Para muitos, a crônica é a prima pobre da poesia. Uma elege temas universais e atemporais, enquanto a outra enfoca o cotidiano de prazo de validade curto. De fato, a maioria das crônicas fica rançosa com o passar do tempo. Poucas têm vida média de carbono, resistindo ao espaço e intempéries naturais. A crônica bem elaborada é cápsula do tempo, registro histórico pela terceira visão – nem vencedor, nem vencido – do impacto e relevância que o fato trivial teve sobre o autor. Há quarenta anos, em meados dos anos sessenta, Paulo Mendes Campos escreveu “Coisas abomináveis”, um relato de “crimes contra a criatura humana na vida moderna”. A abordagem, ainda atual, faz-me concluir que alguns cotidianos são crônicos.
No texto, o cronista mineiro arrolou, entre as coisas que abominava, atraso de avião, preencher aquele formulário hermético e algébrico da Divisão do Imposto de Renda, os maus serviços da Companhia Telefônica ( as companhias, hoje muitas, padronizaram o atendimento precário ao cliente). No quesito saúde, registrou os rumores de epidemia de varíola ( com a erradicação da doença, os boatos foram parar nas freguesias da febre amarela, AIDS, gripe asiática) e enfarte de pessoa da nossa idade ( a má notícia é que entrei para o time da “nossa idade”). Nas relações humanas, o autor explicitou a insatisfação com sujeito falso importante, mulher feia falando de bonita, moça que não sabe que mulher só pode falar um palavrão por semana. Não é atualíssimo?
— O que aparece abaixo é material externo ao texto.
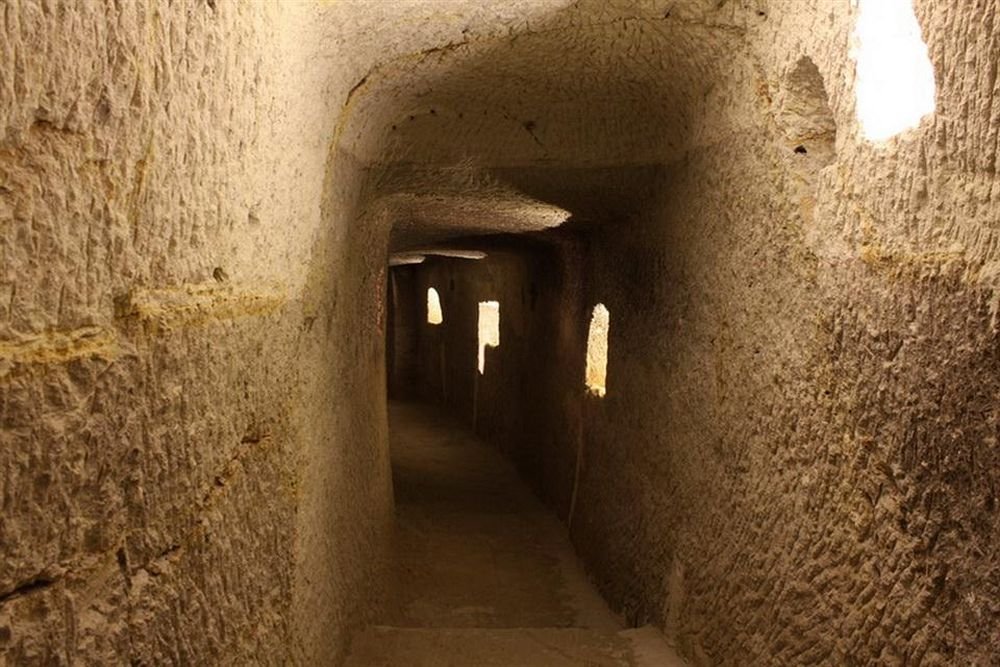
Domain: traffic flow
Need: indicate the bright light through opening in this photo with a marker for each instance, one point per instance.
(597, 351)
(434, 314)
(489, 329)
(895, 85)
Ouso continuar a idéia do cronista. Uma amostra de coisas detestáveis contemporâneas poderia incluir o voyerismo tácito que faz com que o assunto hit em todas as rodas seja as peripécias do BB8; gente que fala aos gritos no celular, expondo ao mundo sua privacidade; axé, funk e demais variantes dessa batida retumbante e chata; salários irreais de jogador de futebol; massificação do pensamento; fama passageira e sem mérito; consumismo desenfreado; relacionamentos humanos descartáveis; vendedor solícito demais ou que te ignora; caça à vaga no estacionamento lotado do shopping; filas em bancos; lista de espera em restaurantes; recepções faraônicas de gosto duvidoso, dignas de novo rico; padrões maleáveis de moral e conduta socialmente aceitos; fanatismo e intolerância religiosos; impunidade; rótulos e categorizações; imprensa marrom; vírus cibernético; correio eletrônico lotado de spam; truculência urbana; imediatismo social; bêbado bonzinho e grudento; carga tributária excessiva; estradas esburacadas; taxista que puxa assunto depois de você ter dado todos os sinais que está entretido em colóquio consigo mesmo; política de cotas para negros em universidades públicas ( atacar os sintomas não atinge a causa da doença); governo corrupto, inoperante e populista; publicidade grotescamente inserida no nosso programa favorito; farras do boi e do cartão; a efemeridade da tecnologia; CPIs que acabam em pizza; a mercantilização da saúde privada e o pouco caso com a saúde pública;...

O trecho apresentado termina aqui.